Hacker News new | past | comments | ask | show | jobs | submit login
Falcon – a Chrome extension for full text browsing history search (github.com/lengstrom)
178 points by anishathalye on Sept 12, 2016 | hide | past | favorite | 52 comments



This ( and TreeStyleTab (https://addons.mozilla.org/en-US/firefox/addon/tree-style-ta...) ) is the main reasons I keep preferring Firefox for leisure-browsing before Chrome. Every time I use Chrome, it's impossible to find previous pages based on the title or URL, while in Firefox is super simple and works really well.

Which is kind of ironic since Google is all about search and data but can't handle a browser address bar...


Yeah, it's incredible how search in the Chrome's URL doesn't find URLs (or page titles) I've visited 15 minutes ago. It's utterly frustrating.


In my experience, Chrome seems to be highly biased to matching the beginning of titles (and URLs). It really doesn't like suggesting based on a match deep in the title until you add something like the tld or the site name which often appears at the beginning of all titles.


Chrome's history search seems broken for the past 20+ versions.


I'm not sure why you're experiencing that, but Chrome's bar certainly does let you talk about titles. Just type "Hacker" or "news" and see.

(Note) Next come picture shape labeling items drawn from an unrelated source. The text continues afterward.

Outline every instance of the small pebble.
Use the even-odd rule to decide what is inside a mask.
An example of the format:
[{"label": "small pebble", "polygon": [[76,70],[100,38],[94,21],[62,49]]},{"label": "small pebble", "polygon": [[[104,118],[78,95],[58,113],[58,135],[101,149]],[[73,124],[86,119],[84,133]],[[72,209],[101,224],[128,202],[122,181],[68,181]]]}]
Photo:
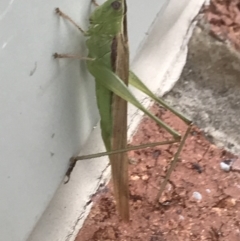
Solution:
[{"label": "small pebble", "polygon": [[193,198],[196,199],[197,201],[202,200],[202,194],[199,192],[193,192]]},{"label": "small pebble", "polygon": [[207,192],[207,193],[210,193],[210,192],[211,192],[211,190],[210,190],[210,189],[206,189],[206,192]]},{"label": "small pebble", "polygon": [[229,172],[231,169],[232,162],[232,160],[223,160],[220,162],[220,168],[225,172]]}]

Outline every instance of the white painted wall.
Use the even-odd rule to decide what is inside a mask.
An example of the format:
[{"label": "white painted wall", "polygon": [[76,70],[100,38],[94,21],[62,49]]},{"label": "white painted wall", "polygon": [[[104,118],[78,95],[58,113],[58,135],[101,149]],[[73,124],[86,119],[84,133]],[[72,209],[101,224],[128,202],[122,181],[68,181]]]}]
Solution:
[{"label": "white painted wall", "polygon": [[[133,59],[167,0],[128,2]],[[52,58],[54,52],[87,54],[81,33],[59,19],[55,7],[87,28],[90,0],[0,1],[0,240],[27,239],[62,182],[69,158],[98,122],[94,82],[84,62]],[[101,141],[94,138],[88,151],[97,149]],[[29,240],[66,240],[60,235],[72,232],[104,167],[106,162],[82,162],[77,180],[75,175],[73,184],[60,188]],[[71,195],[79,210],[68,205]],[[62,227],[59,222],[71,211],[79,213]]]}]

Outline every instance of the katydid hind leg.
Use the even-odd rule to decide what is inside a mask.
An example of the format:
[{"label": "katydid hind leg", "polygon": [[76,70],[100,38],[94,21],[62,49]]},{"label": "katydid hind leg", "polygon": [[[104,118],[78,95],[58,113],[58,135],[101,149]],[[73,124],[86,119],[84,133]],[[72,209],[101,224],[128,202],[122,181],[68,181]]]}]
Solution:
[{"label": "katydid hind leg", "polygon": [[153,99],[154,101],[156,101],[157,103],[159,103],[160,105],[162,105],[163,107],[165,107],[166,109],[168,109],[169,111],[171,111],[172,113],[174,113],[176,116],[178,116],[181,120],[183,120],[186,124],[191,124],[192,121],[190,119],[188,119],[187,117],[185,117],[182,113],[178,112],[177,110],[175,110],[174,108],[172,108],[171,106],[169,106],[167,103],[165,103],[165,101],[163,101],[161,98],[156,97],[156,95],[154,95],[152,93],[151,90],[149,90],[149,88],[137,77],[136,74],[134,74],[132,71],[129,72],[129,83],[134,86],[135,88],[137,88],[138,90],[140,90],[141,92],[145,93],[147,96],[149,96],[151,99]]},{"label": "katydid hind leg", "polygon": [[177,152],[175,153],[175,155],[174,155],[174,157],[173,157],[173,160],[171,161],[170,167],[169,167],[168,170],[167,170],[166,177],[164,178],[163,182],[162,182],[161,185],[160,185],[160,190],[159,190],[159,192],[158,192],[158,194],[157,194],[157,198],[156,198],[157,203],[159,202],[159,199],[160,199],[163,191],[165,190],[165,187],[166,187],[166,185],[167,185],[167,183],[168,183],[168,181],[169,181],[169,179],[170,179],[170,176],[171,176],[171,174],[172,174],[172,171],[173,171],[173,170],[175,169],[175,167],[176,167],[176,164],[177,164],[179,155],[180,155],[180,153],[181,153],[181,151],[182,151],[182,148],[183,148],[183,146],[184,146],[184,144],[185,144],[185,142],[186,142],[186,139],[187,139],[187,137],[188,137],[188,135],[189,135],[189,133],[190,133],[191,128],[192,128],[192,124],[188,125],[188,128],[187,128],[184,136],[182,137],[182,139],[181,139],[181,141],[180,141],[180,144],[179,144],[179,147],[178,147],[178,149],[177,149]]},{"label": "katydid hind leg", "polygon": [[96,1],[96,0],[92,0],[92,3],[93,3],[93,5],[94,5],[94,6],[96,6],[96,7],[98,7],[98,6],[99,6],[99,4],[97,3],[97,1]]}]

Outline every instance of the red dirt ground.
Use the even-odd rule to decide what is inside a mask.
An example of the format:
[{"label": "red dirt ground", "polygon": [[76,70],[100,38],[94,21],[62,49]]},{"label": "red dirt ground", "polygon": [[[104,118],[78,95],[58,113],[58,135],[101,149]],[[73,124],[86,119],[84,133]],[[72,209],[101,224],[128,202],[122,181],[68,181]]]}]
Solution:
[{"label": "red dirt ground", "polygon": [[[163,108],[152,112],[183,134],[186,125]],[[145,118],[131,144],[166,139],[169,135]],[[156,204],[159,182],[163,180],[177,145],[132,151],[130,165],[131,221],[116,214],[111,183],[96,194],[92,210],[76,241],[187,241],[240,240],[240,174],[220,169],[223,159],[233,155],[210,144],[193,127],[172,173],[171,181]],[[194,192],[202,195],[196,200]]]},{"label": "red dirt ground", "polygon": [[[205,9],[210,30],[240,49],[240,1],[212,0]],[[153,113],[183,134],[186,125],[154,105]],[[145,118],[132,145],[169,137]],[[232,154],[209,143],[193,127],[160,203],[156,196],[177,145],[132,151],[129,170],[131,221],[116,214],[111,183],[93,196],[93,207],[76,241],[239,241],[240,173],[224,172]],[[196,193],[197,192],[197,193]],[[195,195],[201,195],[197,200]],[[197,196],[198,197],[198,196]]]}]

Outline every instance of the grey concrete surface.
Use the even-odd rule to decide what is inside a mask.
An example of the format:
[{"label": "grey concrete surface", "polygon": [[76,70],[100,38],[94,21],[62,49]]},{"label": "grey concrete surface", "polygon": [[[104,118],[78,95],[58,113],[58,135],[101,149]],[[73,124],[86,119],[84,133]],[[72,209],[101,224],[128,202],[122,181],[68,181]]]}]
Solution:
[{"label": "grey concrete surface", "polygon": [[239,54],[206,29],[195,28],[181,77],[165,99],[192,118],[214,144],[239,154]]}]

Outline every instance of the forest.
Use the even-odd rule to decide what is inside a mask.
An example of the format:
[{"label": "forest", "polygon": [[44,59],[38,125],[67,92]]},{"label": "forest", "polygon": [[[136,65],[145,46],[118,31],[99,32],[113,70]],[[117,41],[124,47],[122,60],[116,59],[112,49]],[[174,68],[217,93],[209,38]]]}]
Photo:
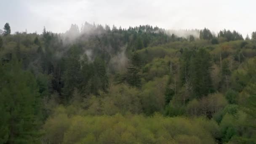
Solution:
[{"label": "forest", "polygon": [[256,32],[11,24],[0,144],[256,143]]}]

At least, that's what it's supposed to do and is currently doing for me.

I just fired up Firefox, and neither actually seem to index into the content of the page, which is what's so cool about this modification.


I'm on Ubuntu and just tried this in Chrome, I went manually to news.ycombinator.com, then open a new tab and type "Hacker" and HN is nowhere to be find there...


Yeah, might work if you have a bookmark or something which would store a title locally though.


There may be a regression with the Chrome support in that OS. As it is a very tiny share of the Desktop market and is the hardest shell to maintain of the 3, I'm not surprised.

I have confirmed it works fine on Windows 10 and OSX variants both in Canary and Stable.

You perhaps might be interested in reporting the bug. That's a major regression. I'd be annoyed if it was missing too. Not enough to go to Firefox, mind (the speed loss is too great once you have 20-40 tabs open), but it'd definitely lower the speed at which I work.


> the speed loss is too great once you have 20-40 tabs open

That leads me to my second point, TreeStyleTab. I commonly have 50+ tabs open, and they are nested nicely under each other so I actually can find them. In Chrome, there is bunch of half-baked addons for easier finding, but nothing like TreeStyleTab for Firefox.


Have you tried Tab Outliner? [1]

Compared to TST it has two (major?) drawbacks upfront:

1. It sits on a separate window next to your other browser windows.

2. Some of its features are paid features.

I always thought that TST for Firefox has ruined all other browsers for me but I actually like Tab Outliner more than TST. Here are my reasons:

1. It manages all my browser windows in a single tree view. Separate windows are children of the current session.

2. Its has a much better keyboard support like rearranging tabs with your arrow keys while holding CTRL or indent/unindent a tab further into the tree with the usual TAB / Shift + TAB shortcuts.

2.1. Even rearranging your tabs with the mouse seems much more deterministic than in TST. In TST I struggle with rearranging a tab as a new child vs. as a new sibling tab.

3. You can unload tabs or entire subtrees (collapse its children and then press the green unload button) to free your RAM.

4. Google Drive backup feature to sync your entire tree to your other computers. You can restore your entire tree or just a subtree on an other device just via drag and drop.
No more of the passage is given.